Fig. 3 illustrates the convergence process of the reward function of the reinforcement Q learning algorithm with the number of iterations. As can be seen from the figure, the solution of the reinforcement Q learning algorithm tends to be stable after about 3000 iterations, which proves the convergence of the resource allocation algorithm based on the distributed multi-agent reinforcement Q learning proposed by the present invention, a stable Q value table can be obtained through a limited number of iterations in on-line training, and in addition, the total reward increases with the increase of power or bandwidth, because sufficient resources will bring better performance;
comparing the resource allocation method based on the reinforcement Q learning with the resource allocation method based on the average allocation and the traversal search, as shown in fig. 4, it can be seen from the figure that as the number of vehicles increases, the performance of all schemes decreases, because the increase of the number of vehicles leads to the aggravation of resource competition. In addition, the invention provides a method based on reinforcement Q learningThe method can be similar to the traversal method, but the scheme provided by the invention has lower complexity, the time complexity of the method provided by the invention is O (L), and the complexity of the traversal search is O (L)M);
Based on a large number of experiments on public data sets such as data sets of Caltech, Waymo and the like, the feasibility of the video frame content priority evaluation method is verified, and the improvement of the scheme on the traffic accident detection performance of the transmitted video is verified:
fig. 5 shows the evaluation result of the priority of the content of the video frame on the real data set, and the evaluation result of the priority is highly consistent with the real situation of the traffic accident video clip, thus proving the effectiveness of the method provided by the invention. This is because the priority evaluation method based on the inter-frame difference can capture the content difference between frames, and particularly for traffic accident videos, the difference between frames is very large;
fig. 6 is a traffic accident detection ROC (Receiver Operating Characteristic, ROC) performance curve of a video transmitted under different resource allocation methods. For the ROC curve, the closer to the coordinate point (0,1), the better the detection performance. Compared with other resource allocation methods, the method provided by the invention obviously improves the detection performance. In addition, the correct detection rate of the scheme is 0.8791, the false alarm rate is 0.0673, and the average allocation schemes are 0.8279 and 0.1178 respectively. This shows that the method of the present invention brings about a performance improvement of the video content task (such as traffic accident detection) of nearly 5%.

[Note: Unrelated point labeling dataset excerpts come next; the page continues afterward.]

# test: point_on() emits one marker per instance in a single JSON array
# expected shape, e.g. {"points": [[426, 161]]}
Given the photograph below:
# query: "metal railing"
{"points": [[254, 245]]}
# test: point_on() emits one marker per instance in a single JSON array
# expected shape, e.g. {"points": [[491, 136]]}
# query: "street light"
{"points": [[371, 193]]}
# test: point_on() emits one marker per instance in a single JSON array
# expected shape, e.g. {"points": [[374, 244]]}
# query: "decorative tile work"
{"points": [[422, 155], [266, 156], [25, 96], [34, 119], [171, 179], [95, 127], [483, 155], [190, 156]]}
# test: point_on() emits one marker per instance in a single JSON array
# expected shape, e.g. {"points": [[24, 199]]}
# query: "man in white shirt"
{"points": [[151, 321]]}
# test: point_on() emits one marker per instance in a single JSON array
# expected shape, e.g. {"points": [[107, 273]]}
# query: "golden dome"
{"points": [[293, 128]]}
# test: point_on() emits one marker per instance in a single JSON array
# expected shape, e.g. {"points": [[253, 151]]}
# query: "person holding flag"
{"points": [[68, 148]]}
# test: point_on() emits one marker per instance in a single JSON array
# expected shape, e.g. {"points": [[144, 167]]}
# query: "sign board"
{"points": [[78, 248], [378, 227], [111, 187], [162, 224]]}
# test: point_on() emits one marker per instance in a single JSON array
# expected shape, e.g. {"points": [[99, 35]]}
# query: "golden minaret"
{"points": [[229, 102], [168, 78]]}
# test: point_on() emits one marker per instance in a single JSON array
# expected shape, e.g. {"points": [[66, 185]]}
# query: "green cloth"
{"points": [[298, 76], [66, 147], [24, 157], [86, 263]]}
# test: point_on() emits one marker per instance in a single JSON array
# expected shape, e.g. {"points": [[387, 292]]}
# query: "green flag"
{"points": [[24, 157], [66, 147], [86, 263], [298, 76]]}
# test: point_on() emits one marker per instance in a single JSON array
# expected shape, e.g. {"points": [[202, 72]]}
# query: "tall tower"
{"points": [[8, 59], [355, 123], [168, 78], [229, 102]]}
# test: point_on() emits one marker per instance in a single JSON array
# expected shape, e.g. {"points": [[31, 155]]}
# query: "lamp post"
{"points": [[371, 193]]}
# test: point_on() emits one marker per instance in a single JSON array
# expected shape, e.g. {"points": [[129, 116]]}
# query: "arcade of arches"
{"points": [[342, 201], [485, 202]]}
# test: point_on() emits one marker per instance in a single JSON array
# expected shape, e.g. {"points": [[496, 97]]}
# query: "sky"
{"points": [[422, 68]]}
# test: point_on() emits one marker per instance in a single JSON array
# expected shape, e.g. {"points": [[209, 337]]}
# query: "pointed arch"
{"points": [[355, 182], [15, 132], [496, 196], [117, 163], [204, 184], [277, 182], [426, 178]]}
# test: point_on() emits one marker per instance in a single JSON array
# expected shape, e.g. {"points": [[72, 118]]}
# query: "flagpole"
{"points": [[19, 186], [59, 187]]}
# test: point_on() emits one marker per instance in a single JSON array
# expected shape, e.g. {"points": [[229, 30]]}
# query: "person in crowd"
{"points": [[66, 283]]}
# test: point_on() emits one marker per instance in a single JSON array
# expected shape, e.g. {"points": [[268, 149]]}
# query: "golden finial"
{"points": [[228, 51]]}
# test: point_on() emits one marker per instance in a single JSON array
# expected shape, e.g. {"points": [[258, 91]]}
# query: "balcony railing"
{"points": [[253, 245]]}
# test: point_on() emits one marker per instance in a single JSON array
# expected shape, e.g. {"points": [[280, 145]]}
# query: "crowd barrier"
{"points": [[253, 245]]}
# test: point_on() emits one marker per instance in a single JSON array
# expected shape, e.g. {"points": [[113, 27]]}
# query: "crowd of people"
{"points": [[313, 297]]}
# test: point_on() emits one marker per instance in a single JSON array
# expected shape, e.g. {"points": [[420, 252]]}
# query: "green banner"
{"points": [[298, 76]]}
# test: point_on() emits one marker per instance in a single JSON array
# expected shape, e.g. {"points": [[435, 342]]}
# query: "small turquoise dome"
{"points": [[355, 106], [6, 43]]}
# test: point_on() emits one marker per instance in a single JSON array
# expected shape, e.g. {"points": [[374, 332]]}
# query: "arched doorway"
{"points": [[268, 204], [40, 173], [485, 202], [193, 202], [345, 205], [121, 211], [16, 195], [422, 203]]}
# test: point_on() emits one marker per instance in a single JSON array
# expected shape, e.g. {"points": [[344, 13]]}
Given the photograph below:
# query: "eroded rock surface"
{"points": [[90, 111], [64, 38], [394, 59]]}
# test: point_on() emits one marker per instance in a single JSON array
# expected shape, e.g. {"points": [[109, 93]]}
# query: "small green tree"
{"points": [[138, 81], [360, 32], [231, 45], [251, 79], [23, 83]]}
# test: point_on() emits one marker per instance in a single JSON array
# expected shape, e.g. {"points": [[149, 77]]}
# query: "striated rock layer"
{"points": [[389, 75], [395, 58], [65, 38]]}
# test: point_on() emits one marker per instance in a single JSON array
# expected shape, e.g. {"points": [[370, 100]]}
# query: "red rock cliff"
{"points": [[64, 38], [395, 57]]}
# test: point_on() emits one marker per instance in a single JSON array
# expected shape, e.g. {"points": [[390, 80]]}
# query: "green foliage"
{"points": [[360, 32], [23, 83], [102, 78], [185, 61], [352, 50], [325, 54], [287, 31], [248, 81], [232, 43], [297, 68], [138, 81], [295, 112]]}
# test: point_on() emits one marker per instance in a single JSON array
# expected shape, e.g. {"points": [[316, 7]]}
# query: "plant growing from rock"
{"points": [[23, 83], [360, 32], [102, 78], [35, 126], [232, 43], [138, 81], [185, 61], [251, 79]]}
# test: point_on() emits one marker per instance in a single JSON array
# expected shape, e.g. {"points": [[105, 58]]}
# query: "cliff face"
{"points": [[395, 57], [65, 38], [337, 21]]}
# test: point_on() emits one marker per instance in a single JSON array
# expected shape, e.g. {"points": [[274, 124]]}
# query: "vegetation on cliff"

In conclusion, by implementing the method for allocating the resources of the internet of vehicles based on the video content priority, the bandwidth and power resource allocation from the vehicle end to the edge server end can be optimized, the effective information amount is maximized, and the traffic accident detection performance of the edge server end is improved; compared with a QoE and QoS-based resource allocation algorithm, the video content priority-based resource allocation method for the Internet of vehicles, which is designed by the invention, takes the transmitted video content into consideration, provides more reliable resources for video frames with higher priorities, and improves the subsequent accuracy of understanding the video content; in addition, the method provided by the invention quantifies the priority of the video content, and considers the content difference of different videos and the unstable channel condition of the Internet of vehicles.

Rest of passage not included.